Here are my solutions to the in-class exercises posed in the handout, State-based safety analysis.
Exercise: Why did we not include another state variable to represent the mode (X-ray or electron)?
Because it would be redundant. The three state variables we already have provide sufficient information to determine the mode. Moreover, there are states don't belong to either mode, so if we had a mode variable we would need one (or more) values to indicate that. But this was a judgment call - sometimes it is thought to be useful to include redundant variables as a kind of documentation.
Exercise: Here is another state function for this system. How many distinct states does it describe? What are they?

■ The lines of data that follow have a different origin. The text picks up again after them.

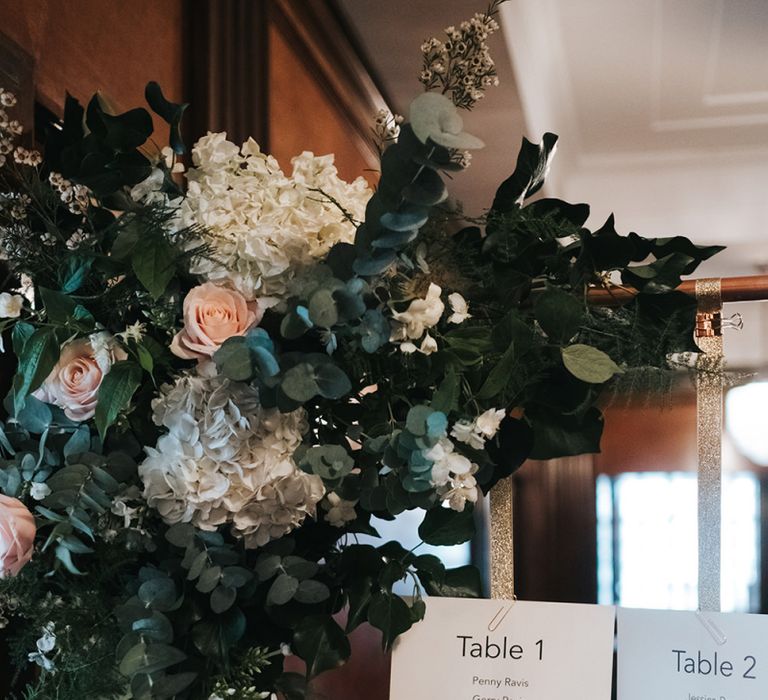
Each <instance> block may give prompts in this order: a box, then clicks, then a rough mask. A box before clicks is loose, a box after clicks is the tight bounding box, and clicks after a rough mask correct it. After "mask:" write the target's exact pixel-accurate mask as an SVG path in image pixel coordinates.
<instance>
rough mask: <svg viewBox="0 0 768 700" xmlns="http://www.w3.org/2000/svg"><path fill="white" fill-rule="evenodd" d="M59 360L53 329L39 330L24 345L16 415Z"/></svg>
mask: <svg viewBox="0 0 768 700" xmlns="http://www.w3.org/2000/svg"><path fill="white" fill-rule="evenodd" d="M58 359H59V344H58V342H57V341H56V334H55V332H54V330H53V329H52V328H39V329H38V330H36V331H35V332H34V333H32V335H31V336H29V338H28V339H27V340H26V342H25V343H24V349H23V350H22V353H21V356H20V357H19V369H18V376H19V378H20V381H19V383H18V386H16V387H15V391H14V396H13V403H14V409H15V411H14V412H15V413H18V412H19V411H20V410H21V408H22V406H23V405H24V399H25V398H26V397H27V394H28V393H29V392H31V391H34V390H35V389H37V387H39V386H40V385H41V384H42V383H43V381H44V380H45V378H46V377H47V376H48V375H49V374H50V373H51V370H52V369H53V368H54V366H55V365H56V362H57V361H58Z"/></svg>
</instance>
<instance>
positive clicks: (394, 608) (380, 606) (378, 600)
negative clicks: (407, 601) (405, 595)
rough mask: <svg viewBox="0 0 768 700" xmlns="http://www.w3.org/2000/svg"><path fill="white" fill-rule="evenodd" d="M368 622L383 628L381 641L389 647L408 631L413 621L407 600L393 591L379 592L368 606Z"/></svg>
mask: <svg viewBox="0 0 768 700" xmlns="http://www.w3.org/2000/svg"><path fill="white" fill-rule="evenodd" d="M368 622H370V623H371V625H373V626H374V627H376V629H379V630H381V635H382V636H381V643H382V646H383V647H384V649H389V648H391V646H392V643H393V642H394V641H395V639H397V637H398V636H399V635H401V634H402V633H403V632H407V631H408V630H409V629H410V628H411V625H412V624H413V621H412V620H411V611H410V608H409V607H408V605H407V604H406V603H405V601H404V600H403V599H402V598H400V596H397V595H395V594H393V593H377V594H376V595H374V596H373V597H372V598H371V602H370V604H369V606H368Z"/></svg>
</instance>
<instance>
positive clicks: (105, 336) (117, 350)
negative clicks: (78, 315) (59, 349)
mask: <svg viewBox="0 0 768 700" xmlns="http://www.w3.org/2000/svg"><path fill="white" fill-rule="evenodd" d="M126 357H127V355H126V354H125V351H124V350H123V349H122V348H120V347H119V346H117V345H116V344H115V343H114V340H113V339H112V338H111V336H110V335H109V334H108V333H96V334H94V335H92V336H91V337H90V338H80V339H79V340H73V341H72V342H70V343H67V344H66V345H65V346H64V347H62V349H61V355H60V356H59V361H58V362H57V363H56V366H55V367H54V368H53V371H52V372H51V373H50V374H49V375H48V377H47V378H46V380H45V381H44V382H43V384H42V385H41V386H40V388H39V389H37V390H36V391H34V392H33V393H32V395H33V396H34V397H35V398H38V399H40V400H41V401H45V402H46V403H51V404H53V405H54V406H59V407H61V408H63V409H64V414H65V415H66V416H67V418H69V419H71V420H74V421H78V422H82V421H86V420H88V419H89V418H92V417H93V415H94V413H96V403H97V400H98V393H99V387H100V386H101V382H102V380H103V379H104V377H105V376H106V374H107V373H108V372H109V370H110V368H111V367H112V364H113V363H114V362H115V361H116V360H124V359H125V358H126Z"/></svg>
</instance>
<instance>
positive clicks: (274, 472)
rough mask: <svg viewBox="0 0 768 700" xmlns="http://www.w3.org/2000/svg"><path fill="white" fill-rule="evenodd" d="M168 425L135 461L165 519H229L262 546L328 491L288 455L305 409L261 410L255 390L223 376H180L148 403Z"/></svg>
mask: <svg viewBox="0 0 768 700" xmlns="http://www.w3.org/2000/svg"><path fill="white" fill-rule="evenodd" d="M152 408H153V419H154V421H155V423H156V424H157V425H162V426H164V427H165V428H167V429H168V431H169V432H168V433H167V434H165V435H163V436H162V437H160V439H159V440H158V442H157V445H156V446H155V447H154V448H151V447H150V448H147V458H146V459H145V460H144V462H143V463H142V464H141V465H140V466H139V474H140V475H141V478H142V480H143V482H144V498H145V499H146V500H147V502H148V503H149V504H150V505H151V506H152V507H154V508H155V509H157V511H158V512H159V513H160V515H161V517H162V518H163V519H164V520H165V521H166V522H167V523H169V524H172V523H178V522H191V523H193V524H195V525H196V526H197V527H199V528H201V529H203V530H213V529H215V528H216V527H218V526H219V525H223V524H225V523H231V524H232V530H233V533H234V534H235V535H237V536H241V537H243V538H244V539H245V545H246V547H259V546H261V545H263V544H266V543H267V542H269V541H270V540H271V539H275V538H277V537H280V536H282V535H284V534H286V533H287V532H290V531H291V530H293V529H294V528H295V527H297V526H298V525H300V524H301V523H302V522H303V520H304V518H305V517H306V516H307V515H312V516H314V514H315V509H316V504H317V502H318V501H319V500H320V499H321V498H322V497H323V495H324V493H325V489H324V487H323V484H322V480H321V479H320V478H319V477H316V476H312V475H309V474H306V473H304V472H302V471H301V470H300V469H298V467H297V466H296V463H295V462H294V460H293V453H294V452H295V451H296V448H297V447H298V446H299V445H300V444H301V440H302V435H303V434H304V433H305V432H306V431H307V429H308V426H307V422H306V414H305V412H304V410H303V409H299V410H296V411H293V412H291V413H280V412H279V411H278V410H277V409H264V408H262V407H261V405H260V404H259V400H258V394H257V392H256V390H255V389H253V388H251V387H249V386H247V385H244V384H239V383H237V382H231V381H229V380H228V379H226V378H224V377H221V376H212V377H202V376H196V375H184V376H181V377H179V378H178V379H177V381H176V383H175V384H173V385H166V386H164V387H163V388H162V390H161V395H160V396H159V398H157V399H155V401H154V402H153V404H152Z"/></svg>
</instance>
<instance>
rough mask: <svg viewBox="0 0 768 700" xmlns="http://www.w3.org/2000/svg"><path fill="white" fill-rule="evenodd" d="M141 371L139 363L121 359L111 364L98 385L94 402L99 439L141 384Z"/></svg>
mask: <svg viewBox="0 0 768 700" xmlns="http://www.w3.org/2000/svg"><path fill="white" fill-rule="evenodd" d="M142 375H143V372H142V369H141V367H140V366H139V365H137V364H136V363H135V362H131V361H130V360H122V361H120V362H116V363H115V364H114V365H112V368H111V369H110V370H109V373H108V374H107V375H106V376H105V377H104V379H103V380H102V382H101V386H100V387H99V395H98V403H97V404H96V416H95V418H96V427H97V428H98V430H99V435H100V436H101V439H102V440H103V439H104V436H105V435H106V432H107V430H108V429H109V427H110V426H111V425H112V424H113V423H114V422H115V420H116V419H117V416H118V414H119V413H120V411H122V410H123V409H124V408H126V407H127V406H128V404H129V403H130V401H131V398H132V397H133V395H134V394H135V393H136V390H137V389H138V388H139V386H141V378H142Z"/></svg>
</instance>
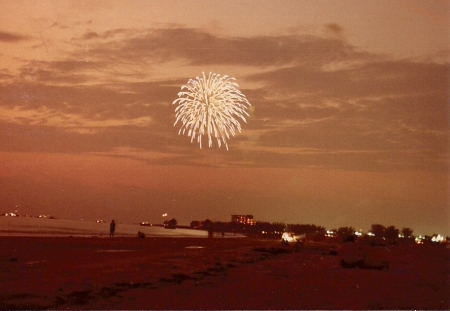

boolean electron_mode(void) {
return (current == low && target == out);
}
It describes two distinct states, where the variables not mentioned in the state function take on all possible values:
current == low && target == out && beam == off current == low && target == out && beam == on
Exercise: Write the xray_mode state function.
boolean xray_mode(void) {
return (current == high && target == in);
}
Exercise: Write the select_xray_mode transition.
void select_xray_mode(void) {
if (beam == off) {
current = high; target = in;
}
}
Note that after select_xray_mode occurs, xray_mode
is true.
Exercise: Write the safety invariant
safe_mode.
The natural language requirements say, "The electron accelerator is unsafe if the beam is on while the current is high but the target is out." Translating this to a boolean expression, we get:
beam == on && current == high && target == out
That's the unsafe state. To get the safe states, we negate this and apply DeMorgan's law:
boolean safe_mode(void) {
return (beam == off || current == low || target == in);
}
This answer includes all the safe states. If you use intuition and
the modes defined previously, you might propose beam == off ||
electron_mode || xray_mode. This is not quite the same because
it excludes the useless but safe state beam == on && current ==
low && target == in. Just electron_mode ||
xray_mode is simplest but it excludes even more states.
All three answers are reasonable, however.
Exercise: (After we add the beam_on and
beam_off transitions) Does this system satisfy its safety
invariant? Why?
Yes, because every transition we have defined leaves the system
in electron_mode or xray_mode, which
are in both safe_mode.
Exercise: (After we add target_in and
target_out) Does the system satisfy the invariant now?
Why?
No, because target_out can occur when beam_off &&
xray_mode, then beam_on can occur. That results
in the unsafe state beam == on && current == high && target ==
out.
Exercise: (Regarding automatic analysis) Would this be possible for our example? Is it possible in general?
It would be possible for our example because there are few enough states and transitions that a program can examine all possible transitions from all possible states. But if the number of states and transitions is large, this is not feasible.
We ran out of time so I didn't have time to explain that there are whole technologies devoted to writing and analyzing models like this. They are examples of formal methods. They include the modelling notations Alloy, ASM, TLA, Unity, VDM, and Z (also here), the theorem provers ACL2, PVS, and Z/EVES, and the model-checkers SMV, Spin, and Alloy again.